Now, under current First Amendment law, a successful prosecution of a journalist or publisher under the Espionage Act seems unlikely. There is a long line of Supreme Court authority supporting the notion that journalists (and others) are immune from civil or criminal liability for publishing information of public interest that was unlawfully obtained by someone other than the journalist.
As the Supreme Court put it in their 2001 decision Bartnicki v. Vopper, “a stranger’s illegal conduct does not suffice to remove the First Amendment shield about a matter of public concern.” However, whether this law would protect a journalist or a publisher in the event of an Espionage Act prosecution—while very likely—remains to be seen.
If that publisher were the Washington Post, there would be a widespread public outcry. Media and free speech advocates would rush to the Post’s defense, as would some politicians and others. As a pariah in many if not most of the halls of power and influence in Washington, Wikileaks likely would not be afforded such support.
While one would hope that judges and juries apply the law fairly and evenly irrespective of public sentiment, judges and juries are, after all, just people—ultimately subject to the same winds of public sentiment as anyone else. The “bad facts” of Wikileaks’ disclosures — their indiscriminate nature, their irresponsible scope, the possibility that Assange did something more than passively receive information — could, combined with the widespread animus to Assange, lead to a decision that would open the door to dangerous prosecutions against “real” publishers or “real” journalists.
The DNC Lawsuit
Similar principles and pitfalls attend a lawsuit filed in April against Assange and Wikileaks by the Democratic National Committee. The DNC complaint accuses Assange and Wikileaks of various crimes related to the publication of stolen emails. Would the First Amendment protect that publication? Well, it depends.
As I mentioned earlier, there is a fairly robust body of case law holding the First Amendment protects the publication of truthful information about a matter of public concern. That is true even if the person who provided the information to the publisher clearly broke the law in obtaining that information.
But was Wikileaks merely a passive recipient of unlawfully obtained information? The DNC complaint suggests that Wikileaks was more deeply involved than that. If so, it’s possible the First Amendment would not protect Wikileaks in the DNC case. The DNC would have to prove with admissible evidence that Wikileaks itself engaged in criminal activity, but it might be much easier to prove that to a judge or jury who view Assange and Wikileaks skeptically to begin with.
Modern First Amendment jurisprudence was forged in the tumultuous years following World War I, when those branded “enemies of the people”—communists, anarchists, draft dodgers and others—were held to have rights under our constitution that overcame near-universal sentiment against them.

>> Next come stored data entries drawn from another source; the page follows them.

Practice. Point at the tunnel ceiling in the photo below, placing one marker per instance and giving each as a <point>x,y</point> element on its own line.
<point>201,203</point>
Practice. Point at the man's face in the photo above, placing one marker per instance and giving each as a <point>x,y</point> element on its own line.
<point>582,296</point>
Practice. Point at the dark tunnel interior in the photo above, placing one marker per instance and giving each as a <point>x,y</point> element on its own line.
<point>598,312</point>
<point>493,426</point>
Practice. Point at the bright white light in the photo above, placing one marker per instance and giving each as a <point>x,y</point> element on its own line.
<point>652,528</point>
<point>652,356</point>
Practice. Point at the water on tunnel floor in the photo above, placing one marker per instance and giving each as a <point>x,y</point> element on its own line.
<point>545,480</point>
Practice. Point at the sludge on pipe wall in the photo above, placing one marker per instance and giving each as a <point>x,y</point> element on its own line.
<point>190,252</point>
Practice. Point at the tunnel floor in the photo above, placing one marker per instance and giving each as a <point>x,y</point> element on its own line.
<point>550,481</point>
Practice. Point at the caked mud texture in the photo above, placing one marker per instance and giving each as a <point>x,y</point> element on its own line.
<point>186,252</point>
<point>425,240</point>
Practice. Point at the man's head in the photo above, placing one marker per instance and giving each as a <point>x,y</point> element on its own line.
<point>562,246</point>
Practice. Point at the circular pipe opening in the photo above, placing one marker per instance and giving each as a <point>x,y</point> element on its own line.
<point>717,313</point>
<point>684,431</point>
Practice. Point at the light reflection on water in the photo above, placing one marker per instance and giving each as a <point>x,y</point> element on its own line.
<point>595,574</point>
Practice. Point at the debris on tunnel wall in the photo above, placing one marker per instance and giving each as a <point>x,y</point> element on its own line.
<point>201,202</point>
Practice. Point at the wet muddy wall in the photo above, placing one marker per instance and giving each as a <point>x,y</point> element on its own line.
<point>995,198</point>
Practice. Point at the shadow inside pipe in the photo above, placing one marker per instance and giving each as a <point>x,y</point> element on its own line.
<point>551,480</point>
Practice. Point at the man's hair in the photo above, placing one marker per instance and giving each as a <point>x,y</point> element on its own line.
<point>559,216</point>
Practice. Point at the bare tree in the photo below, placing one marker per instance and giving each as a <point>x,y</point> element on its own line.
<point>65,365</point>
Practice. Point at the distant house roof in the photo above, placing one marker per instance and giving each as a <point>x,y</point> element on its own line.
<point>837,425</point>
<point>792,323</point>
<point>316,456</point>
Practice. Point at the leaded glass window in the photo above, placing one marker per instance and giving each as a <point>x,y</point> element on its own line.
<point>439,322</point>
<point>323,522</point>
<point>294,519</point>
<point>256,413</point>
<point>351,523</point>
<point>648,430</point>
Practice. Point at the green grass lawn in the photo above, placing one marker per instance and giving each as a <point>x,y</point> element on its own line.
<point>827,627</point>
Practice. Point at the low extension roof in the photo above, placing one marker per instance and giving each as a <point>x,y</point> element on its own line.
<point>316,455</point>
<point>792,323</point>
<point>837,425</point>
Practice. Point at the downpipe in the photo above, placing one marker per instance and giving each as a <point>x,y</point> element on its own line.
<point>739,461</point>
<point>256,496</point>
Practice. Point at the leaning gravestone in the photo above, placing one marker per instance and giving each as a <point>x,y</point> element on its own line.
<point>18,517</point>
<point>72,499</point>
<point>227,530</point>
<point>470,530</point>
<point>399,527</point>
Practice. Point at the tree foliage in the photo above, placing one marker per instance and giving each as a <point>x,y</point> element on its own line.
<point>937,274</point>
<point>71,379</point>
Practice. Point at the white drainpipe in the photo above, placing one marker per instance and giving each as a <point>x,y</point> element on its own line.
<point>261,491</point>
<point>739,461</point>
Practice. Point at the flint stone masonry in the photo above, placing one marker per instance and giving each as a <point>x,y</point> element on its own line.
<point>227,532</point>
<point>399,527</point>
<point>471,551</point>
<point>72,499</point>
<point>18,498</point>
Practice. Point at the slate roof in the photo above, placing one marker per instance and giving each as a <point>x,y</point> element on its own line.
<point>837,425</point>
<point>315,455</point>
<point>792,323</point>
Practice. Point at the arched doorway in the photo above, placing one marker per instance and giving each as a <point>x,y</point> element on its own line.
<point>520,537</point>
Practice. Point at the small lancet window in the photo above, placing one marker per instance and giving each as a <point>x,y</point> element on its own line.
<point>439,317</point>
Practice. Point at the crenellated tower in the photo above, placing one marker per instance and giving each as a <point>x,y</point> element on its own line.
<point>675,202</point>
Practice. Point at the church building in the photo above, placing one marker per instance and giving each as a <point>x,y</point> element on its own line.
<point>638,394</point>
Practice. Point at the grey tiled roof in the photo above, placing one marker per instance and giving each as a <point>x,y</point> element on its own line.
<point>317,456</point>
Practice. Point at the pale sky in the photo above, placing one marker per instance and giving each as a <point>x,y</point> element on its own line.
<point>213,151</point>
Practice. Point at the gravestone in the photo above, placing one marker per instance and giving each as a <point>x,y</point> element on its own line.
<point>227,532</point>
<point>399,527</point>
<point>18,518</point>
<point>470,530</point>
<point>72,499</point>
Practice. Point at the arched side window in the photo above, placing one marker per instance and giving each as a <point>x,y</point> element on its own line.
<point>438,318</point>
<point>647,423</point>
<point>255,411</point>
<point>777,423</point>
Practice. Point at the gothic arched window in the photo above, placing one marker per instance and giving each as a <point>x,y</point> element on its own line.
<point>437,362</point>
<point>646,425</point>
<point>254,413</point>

We have entered another era of intense fear, loathing and mistrust. It is easy for those base emotions to carry the day—and they do so on Twitter every single day. Let us hope that when it comes to Assange—if it ever comes to this—cooler heads prevail.
David Snyder, a lawyer and journalist, is executive director of the First Amendment Coalition. The views expressed here do not necessarily reflect the opinions of the FAC Board of Directors.